Confidencia-nos que o custo médio por recruta é elevadíssimo. “Por exemplo, o fardamento custa mais de 250 euros e se o multiplicarmos por vinte recrutas dá-nos uma despesa significativa”. Receia que a próxima recruta possa estar comprometida se não conseguir arranjar financiamento para as novas fardas. Conta com o apoio da Câmara Municipal e, certamente, com um reforço maior de verba, mas terá de procurar outros meios para conseguir o dinheiro indispensável. Informa a nossa reportagem que a idade para participar na recruta é dos 18 aos 45 anos ou 16 anos com autorização dos pais e escolaridade obrigatória.

Em sua opinião, é essencial que o voluntário da Cruz Vermelha tenha as seguintes características: respeito e tolerância, capacidade de adaptação e de aprendizagem, iniciativa, atitude solidária, empatia, compromisso e capacidade de trabalhar em equipa. Mas as qualidades de um socorrista passam por ter vontade e disponibilidade para ajudar o próximo e deve ser, acima de tudo, uma pessoa responsável. Ao comandante compete-lhe ser calmo e com muito sangue-frio para comandar uma delegação. Para além de ser necessária uma paciência muito grande é preciso também ter um estômago enorme para “engolir muitos sapos”.

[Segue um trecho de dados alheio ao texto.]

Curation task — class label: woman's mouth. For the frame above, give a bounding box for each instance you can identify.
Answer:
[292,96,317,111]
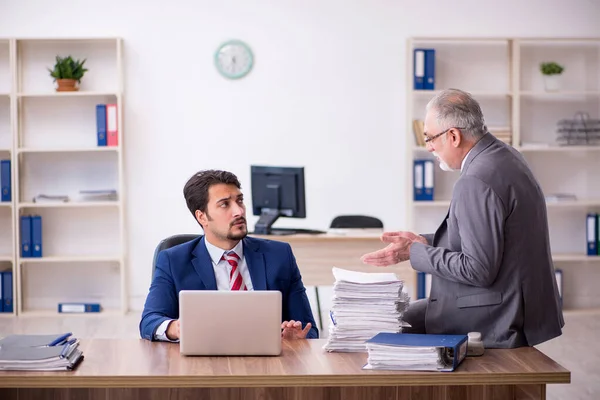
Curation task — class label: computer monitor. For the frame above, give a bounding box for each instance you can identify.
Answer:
[250,165,306,235]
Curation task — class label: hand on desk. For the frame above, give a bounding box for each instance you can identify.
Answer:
[166,320,180,340]
[361,231,428,267]
[281,320,312,339]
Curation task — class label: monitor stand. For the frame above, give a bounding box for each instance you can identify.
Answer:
[253,209,280,235]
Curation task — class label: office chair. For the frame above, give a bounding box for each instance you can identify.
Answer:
[151,234,201,280]
[329,215,383,229]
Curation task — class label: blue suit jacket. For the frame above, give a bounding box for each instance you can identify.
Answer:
[139,236,319,340]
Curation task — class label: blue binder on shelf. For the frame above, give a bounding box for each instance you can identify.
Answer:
[1,270,13,313]
[0,271,3,312]
[413,49,425,90]
[423,159,434,201]
[424,49,436,90]
[417,272,432,300]
[58,303,101,313]
[413,160,425,201]
[20,215,32,258]
[1,159,10,202]
[31,215,42,258]
[96,104,107,146]
[586,213,597,256]
[365,333,468,372]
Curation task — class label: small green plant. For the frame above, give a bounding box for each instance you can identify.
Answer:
[47,55,88,82]
[540,62,564,76]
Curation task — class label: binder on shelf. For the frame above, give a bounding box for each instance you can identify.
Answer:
[96,104,107,146]
[1,270,13,313]
[1,159,10,202]
[106,103,118,146]
[417,271,432,300]
[31,215,42,258]
[424,49,436,90]
[413,160,425,201]
[364,333,468,372]
[413,49,425,90]
[20,215,32,258]
[586,213,597,256]
[555,269,563,306]
[423,159,434,201]
[0,271,3,312]
[58,303,101,313]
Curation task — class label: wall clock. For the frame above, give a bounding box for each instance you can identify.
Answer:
[214,40,254,79]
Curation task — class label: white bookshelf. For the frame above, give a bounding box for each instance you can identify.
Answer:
[0,37,127,316]
[407,37,600,310]
[0,39,16,316]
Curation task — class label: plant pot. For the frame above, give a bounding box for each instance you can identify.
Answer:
[543,75,561,92]
[56,79,79,92]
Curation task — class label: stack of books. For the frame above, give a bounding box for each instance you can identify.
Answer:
[363,332,468,371]
[0,332,84,371]
[323,267,409,352]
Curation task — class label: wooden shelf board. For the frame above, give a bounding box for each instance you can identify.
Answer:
[19,255,121,264]
[19,309,121,317]
[0,255,14,262]
[553,254,600,262]
[414,200,600,208]
[413,90,511,98]
[18,147,119,154]
[518,145,600,152]
[0,203,12,207]
[17,91,120,98]
[18,201,120,209]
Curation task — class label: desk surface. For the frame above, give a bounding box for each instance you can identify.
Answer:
[0,339,570,388]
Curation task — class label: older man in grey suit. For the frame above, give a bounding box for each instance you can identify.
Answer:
[362,88,564,349]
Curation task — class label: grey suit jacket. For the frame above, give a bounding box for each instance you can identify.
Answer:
[410,133,564,348]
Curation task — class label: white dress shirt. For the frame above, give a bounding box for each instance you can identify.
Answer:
[154,238,254,341]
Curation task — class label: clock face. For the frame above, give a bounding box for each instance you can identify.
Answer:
[214,40,254,79]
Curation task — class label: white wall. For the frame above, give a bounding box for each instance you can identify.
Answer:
[1,0,599,310]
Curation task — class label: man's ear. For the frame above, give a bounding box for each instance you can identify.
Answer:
[195,210,206,226]
[451,128,462,148]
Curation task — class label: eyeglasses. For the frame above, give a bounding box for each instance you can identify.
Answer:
[424,127,466,144]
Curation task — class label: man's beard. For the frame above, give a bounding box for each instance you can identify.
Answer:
[227,218,248,240]
[432,151,453,172]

Já socorreu muitas pessoas. Algumas delas embriagadas. Uma das histórias caricatas de que se lembra foi ter prestado socorro a um motociclista que chocou, numa curva, contra uma carrinha que circulava em sentido contrário. O motociclista despistou-se, caiu numa leira e desmaiou. O dono da carrinha ao pressentir o embate, travou e outro automobilista bateu-lhe na traseira. Mas o proprietário da carrinha não conseguiu responsabilizar o motociclista “porque este vinha com tanta força que desapareceu numa recta”. Mal ele sabia que o motociclista se tinha despistado e jazia desmaiado numa leira.

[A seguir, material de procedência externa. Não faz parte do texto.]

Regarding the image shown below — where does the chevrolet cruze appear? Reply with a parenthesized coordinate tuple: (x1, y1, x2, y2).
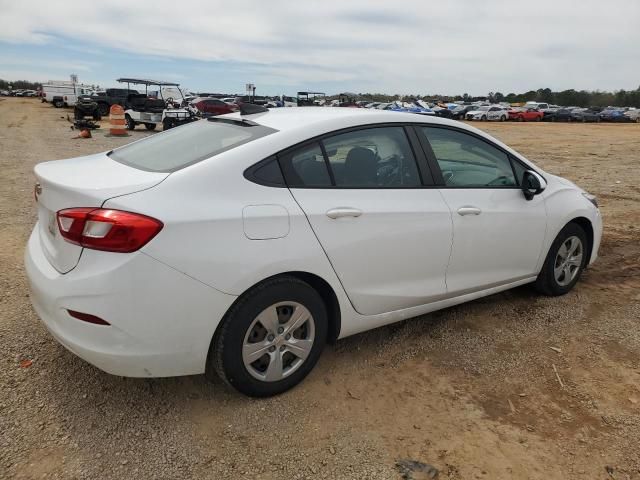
(25, 106, 602, 397)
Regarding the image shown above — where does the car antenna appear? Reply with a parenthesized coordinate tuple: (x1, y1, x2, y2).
(239, 103, 268, 115)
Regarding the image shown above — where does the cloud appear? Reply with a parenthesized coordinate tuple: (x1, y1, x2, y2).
(0, 0, 638, 94)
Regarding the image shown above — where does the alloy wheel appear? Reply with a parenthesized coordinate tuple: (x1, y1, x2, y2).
(554, 236, 583, 286)
(242, 302, 315, 382)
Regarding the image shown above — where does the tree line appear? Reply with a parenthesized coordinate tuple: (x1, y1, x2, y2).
(339, 86, 640, 108)
(0, 79, 42, 91)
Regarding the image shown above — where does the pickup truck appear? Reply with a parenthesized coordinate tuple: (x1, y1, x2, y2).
(91, 88, 139, 115)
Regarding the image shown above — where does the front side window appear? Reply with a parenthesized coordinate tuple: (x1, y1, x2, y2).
(421, 127, 517, 187)
(322, 127, 421, 188)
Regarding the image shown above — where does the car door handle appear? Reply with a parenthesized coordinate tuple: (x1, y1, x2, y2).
(457, 206, 482, 216)
(326, 207, 363, 219)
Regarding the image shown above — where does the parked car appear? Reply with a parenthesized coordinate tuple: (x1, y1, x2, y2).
(43, 82, 93, 108)
(508, 107, 543, 122)
(571, 109, 601, 122)
(25, 107, 602, 397)
(466, 105, 508, 121)
(430, 105, 454, 118)
(544, 108, 574, 122)
(623, 108, 640, 123)
(90, 88, 139, 115)
(451, 104, 478, 120)
(191, 97, 238, 115)
(525, 102, 550, 110)
(599, 108, 627, 122)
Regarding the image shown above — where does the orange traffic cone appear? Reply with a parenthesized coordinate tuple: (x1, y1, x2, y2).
(108, 105, 128, 136)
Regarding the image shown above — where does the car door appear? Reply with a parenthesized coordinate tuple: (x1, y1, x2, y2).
(417, 126, 548, 295)
(279, 125, 453, 316)
(487, 107, 500, 120)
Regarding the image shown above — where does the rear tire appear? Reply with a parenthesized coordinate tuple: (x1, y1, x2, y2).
(144, 123, 156, 131)
(125, 114, 136, 130)
(162, 118, 175, 130)
(207, 276, 328, 397)
(535, 223, 588, 296)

A divulgação da Delegação da Cruz Vermelha na Internet ainda não é possível porque não dispõe de blog ou de sítio. Há 20 anos atrás, foi publicado, bimensalmente, o jornal “O Solidário”. Feito pelo Dr. Joaquim Cracel Viana e por voluntários que, infelizmente, já não estão ao serviço nesta delegação da Cruz Vermelha. “Era a nossa voz local”. Nessa altura, havia muitos jovens socorristas e cada um dava uma notícia e editava-se facilmente o jornal. Recorda com saudade que, às vezes, a camarata tornava-se pequena e alguns dos jovens chegavam a dormir nas ambulâncias.

As confraternizações, tais como, a Ceia de Natal, o magusto e convívios continuam a ser feitos. A Coordenação de Terras de Bouro também coopera com as delegações da Cruz Vermelha de Rio Caldo e do Gerês. “Ainda recentemente participámos num simulacro no Terreiro de S. Bento”.

Para o comandante Faria, a Professora Maria Venusina e o Dr. José Araújo foram as pessoas mais marcantes para a Delegação da Cruz Vermelha de Terras de Bouro. “Estamos-lhe muito agradecidos a ambos. Foram grandes amigos da Cruz Vermelha”.

Mas para que a solidariedade seja cada vez mais efectiva na nossa terra é necessário que ela se torne cultura. O caminho para o fazer é o investimento cada vez maior na educação dos nossos jovens para os valores de solidariedade. Também é necessário apoiar a dinamização comunitária.

Entretanto, reconheçamos o trabalho solidário e discreto do comandante Faria que se dá desinteressadamente aos terrabourenses e, em particular, à Cruz Vermelha.

Obrigado, comandante!
José Guimarães Antunes
Publicado no jornal o "Geresão" em 20 de Maio de 2009.